“Muitas vezes não compreendemos os planos de Deus e seus desígnios. Mas, durante essa jornada de adoecimento do padre Anízio, pude estar ao lado dele e presenciar a Misericórdia Divina. Muitas vezes me perguntei o porquê das coisas que estavam acontecendo, o porquê de toda a sua luta, logo ele, que tanto serviu a Deus. O nome disso é barganha, experienciar o luto nos faz barganhar, porque é nesse ato que encontramos o conforto. E diante disso, afastando toda a dor, pude enxergar o meu conforto, e gostaria de partilhá-lo com vocês.
Em uma das visitas ao padre, uma das mais difíceis, me vi precisando confortá-lo. Isso, para mim, jamais foi um problema, faz parte da minha profissão, e é minha vocação levar um pouco de conforto aos meus pacientes. Mas há uma certa dificuldade e dor intensa em confortar um paciente crítico.

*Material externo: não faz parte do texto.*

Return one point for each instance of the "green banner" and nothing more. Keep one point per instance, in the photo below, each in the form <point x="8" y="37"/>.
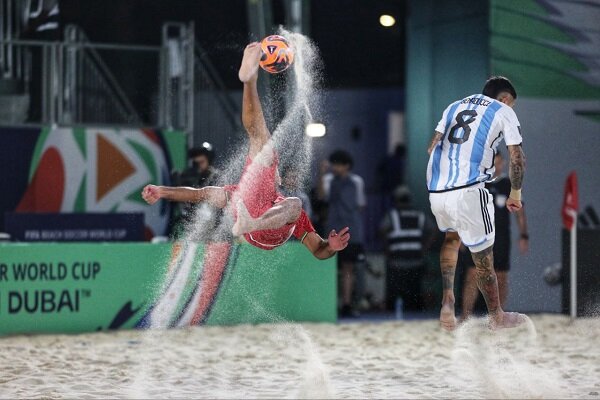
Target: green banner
<point x="88" y="287"/>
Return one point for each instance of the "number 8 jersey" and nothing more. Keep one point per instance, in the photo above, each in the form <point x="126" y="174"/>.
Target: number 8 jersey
<point x="471" y="130"/>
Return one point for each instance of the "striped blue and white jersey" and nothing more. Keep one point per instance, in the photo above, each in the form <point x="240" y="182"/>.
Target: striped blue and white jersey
<point x="471" y="130"/>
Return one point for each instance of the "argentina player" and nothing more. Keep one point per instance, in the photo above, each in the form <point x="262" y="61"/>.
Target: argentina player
<point x="461" y="159"/>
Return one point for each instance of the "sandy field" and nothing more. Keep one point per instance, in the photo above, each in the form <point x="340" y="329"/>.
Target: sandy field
<point x="417" y="359"/>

Estava diante de mim um padre, servo de Deus e amigo querido meu e de minha família, e o vi ter medo, não medo dos planos de Deus, porque isso ele não tinha, nunca faltou Deus, mas sim medo de estar só, medo da solidão que essa doença gera, visto que, no momento de maior vulnerabilidade nossa, não podemos ter ao nosso lado nossos queridos.

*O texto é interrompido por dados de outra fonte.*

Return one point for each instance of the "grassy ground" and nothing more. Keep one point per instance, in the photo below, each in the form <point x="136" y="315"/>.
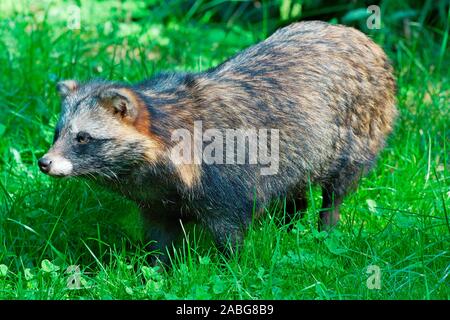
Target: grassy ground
<point x="398" y="220"/>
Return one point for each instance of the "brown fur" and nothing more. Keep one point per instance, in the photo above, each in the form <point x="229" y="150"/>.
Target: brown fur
<point x="328" y="89"/>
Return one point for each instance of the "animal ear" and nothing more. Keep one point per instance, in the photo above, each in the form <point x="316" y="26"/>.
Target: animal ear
<point x="121" y="101"/>
<point x="66" y="87"/>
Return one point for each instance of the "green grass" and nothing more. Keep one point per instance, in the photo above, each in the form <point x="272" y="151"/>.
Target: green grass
<point x="398" y="219"/>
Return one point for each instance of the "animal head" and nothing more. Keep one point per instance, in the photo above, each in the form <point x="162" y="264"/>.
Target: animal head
<point x="103" y="130"/>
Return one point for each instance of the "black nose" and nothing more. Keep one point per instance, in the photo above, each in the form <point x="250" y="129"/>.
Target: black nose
<point x="44" y="164"/>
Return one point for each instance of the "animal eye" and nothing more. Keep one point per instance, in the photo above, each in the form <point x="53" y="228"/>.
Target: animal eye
<point x="83" y="137"/>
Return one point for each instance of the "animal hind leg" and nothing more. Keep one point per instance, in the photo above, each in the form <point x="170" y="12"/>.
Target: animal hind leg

Hoje, vejo naquele momento a expressão de humanidade, a humanidade de Jesus diante de sua cruz, e como somos um só e somos d’Ele. E um conforto que tenho nisso tudo é saber que ele nunca esteve só, pois todos nós estávamos com ele, em oração, em lembrança, em amor, em cuidado. Outra reflexão que tive foi o porquê de tanto tempo, e hoje percebo que esse era mais um serviço que Deus tinha para seu servo. Uma coisa posso dizer a vocês, o padre Anízio foi templo vivo naquele hospital. Quando o visitei nesta última sexta, me deparei com um mural de evangelhos presos na parede do seu quarto, junto de um terço. E vi ali o quanto ele foi igreja para todos, não tenho dúvida de que muitos profissionais foram até ele para encontrar seu próprio consolo, para encontrar forças, não tenho dúvidas de que ele foi chama viva nas UTIs frias em que esteve.

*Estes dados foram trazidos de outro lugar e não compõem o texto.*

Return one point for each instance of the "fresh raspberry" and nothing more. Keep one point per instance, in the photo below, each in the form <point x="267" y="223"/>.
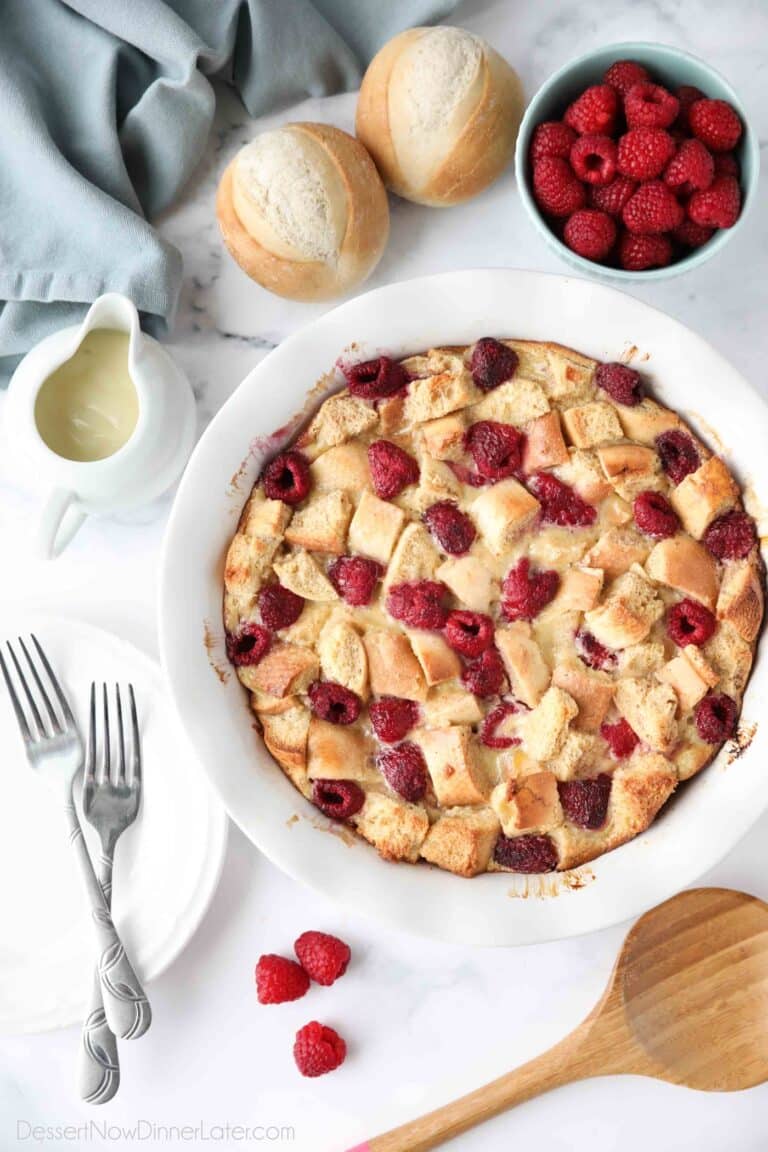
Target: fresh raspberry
<point x="418" y="604"/>
<point x="324" y="957"/>
<point x="715" y="718"/>
<point x="279" y="979"/>
<point x="450" y="527"/>
<point x="731" y="537"/>
<point x="653" y="209"/>
<point x="715" y="123"/>
<point x="318" y="1050"/>
<point x="689" y="622"/>
<point x="525" y="854"/>
<point x="469" y="633"/>
<point x="393" y="718"/>
<point x="591" y="234"/>
<point x="560" y="503"/>
<point x="404" y="770"/>
<point x="678" y="454"/>
<point x="525" y="593"/>
<point x="595" y="111"/>
<point x="333" y="702"/>
<point x="287" y="478"/>
<point x="279" y="606"/>
<point x="717" y="206"/>
<point x="654" y="515"/>
<point x="392" y="469"/>
<point x="355" y="578"/>
<point x="492" y="363"/>
<point x="585" y="802"/>
<point x="556" y="190"/>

Por onde eu chegava e perguntava dele, todos sabiam quem era, e ele era muito querido. E por fim, nessa mesma última sexta, pude ler o evangelho do dia para ele, e na palavra dizia: “Já não vos chamo servos, pois o servo não sabe o que faz o seu senhor. Eu vos chamo amigos, porque vos dei a conhecer tudo o que ouvi de meu Pai” (João 15,15). E eu não tenho dúvidas do bom apóstolo que o Padre Anízio foi, ele serviu a Deus de uma forma que mostrava conhecer toda a intimidade do que significa Seu amor, porque ele era o Seu amigo. Que possamos tê-lo como exemplo em nossas vidas. Ele lutou bravamente pela vida, combateu o bom combate e confiou em Deus.
Obrigada por tanto padre, por cuidar da minha família e por me ensinar tanto nos últimos dias”!
Com amor, Letícia.
(Letícia é filha do casal Ceiça e Aliatar, ela é médica e acompanhou Pe. Anízio, sss durante a sua internação, até os últimos dias de sua vida.)